Le ciel s’éclaircit pour le Trésor gabonais. Après plusieurs exercices marqués par une discipline budgétaire rigoureuse et une pression constante sur la dette, la conjoncture internationale opère un basculement favorable. Sous l’effet conjugué des tensions géopolitiques au Moyen-Orient et d’une stratégie de réduction de l’offre pilotée par l’OPEP+, les cours de l’or noir se maintiennent durablement entre 100 et 103 dollars. Pour le Gabon, leader du rebond au sein de la zone CEMAC, cette hausse représente bien plus qu’une simple statistique : c’est un levier de relance immédiat.

Porté par un baril de Brent franchissant le seuil psychologique des 100 dollars, Libreville voit ses marges de manœuvre budgétaires s’élargir significativement. Si le gain attendu, estimé jusqu’à 350 milliards FCFA, offre un répit salutaire aux finances publiques, il remet au centre du débat l’épineuse question de la dépendance à la rente pétrolière.

Une manne financière providentielle

Le différentiel de prix, estimé entre +20 et +30 dollars par rapport aux hypothèses prudentes des lois de finances initiales, devrait générer un surplus de recettes compris entre 120 et 350 milliards FCFA. Dans un pays où le secteur pétrolier assure encore jusqu’à 60 % des recettes budgétaires et 80 % des exportations, l’impact mécanique sur la trésorerie de l’État est colossal.

Ces flux de devises supplémentaires, évalués entre 200 et 400 milliards FCFA pour la balance des paiements, ne se contentent pas de renflouer les caisses nationales.

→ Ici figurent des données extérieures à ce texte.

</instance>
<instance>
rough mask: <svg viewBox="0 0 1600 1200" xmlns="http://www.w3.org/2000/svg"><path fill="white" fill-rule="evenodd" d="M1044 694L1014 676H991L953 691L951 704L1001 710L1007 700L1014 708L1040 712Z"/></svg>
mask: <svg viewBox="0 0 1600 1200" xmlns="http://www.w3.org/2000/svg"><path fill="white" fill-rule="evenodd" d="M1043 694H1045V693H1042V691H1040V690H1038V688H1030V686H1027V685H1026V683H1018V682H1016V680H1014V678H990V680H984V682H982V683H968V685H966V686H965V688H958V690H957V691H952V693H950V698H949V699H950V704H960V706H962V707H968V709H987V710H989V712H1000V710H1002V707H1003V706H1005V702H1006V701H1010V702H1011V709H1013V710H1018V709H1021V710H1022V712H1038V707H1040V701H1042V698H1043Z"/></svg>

Ils consolident également la position extérieure de la zone CEMAC, stabilisant les réserves de change régionales.

Désendettement et relance de l’investissement

L’un des signaux les plus encourageants de cette embellie concerne la trajectoire de la dette publique, qui oscille entre 6 000 et 7 500 milliards FCFA. Grâce à ce surplus, le déficit public, autrefois ancré autour de -5 % du PIB, pourrait tendre vers l’équilibre (0 %).

Cette bouffée d’oxygène permet d’envisager deux axes stratégiques :

1. Le désendettement : Une économie potentielle de 50 à 150 milliards FCFA sur le service de la dette renforce la signature du Gabon auprès des bailleurs internationaux.

2. L’investissement productif : Avec une capacité additionnelle d’investissement de 100 à 250 milliards FCFA, l’État dispose désormais des moyens pour financer ses priorités : infrastructures routières, santé et énergie.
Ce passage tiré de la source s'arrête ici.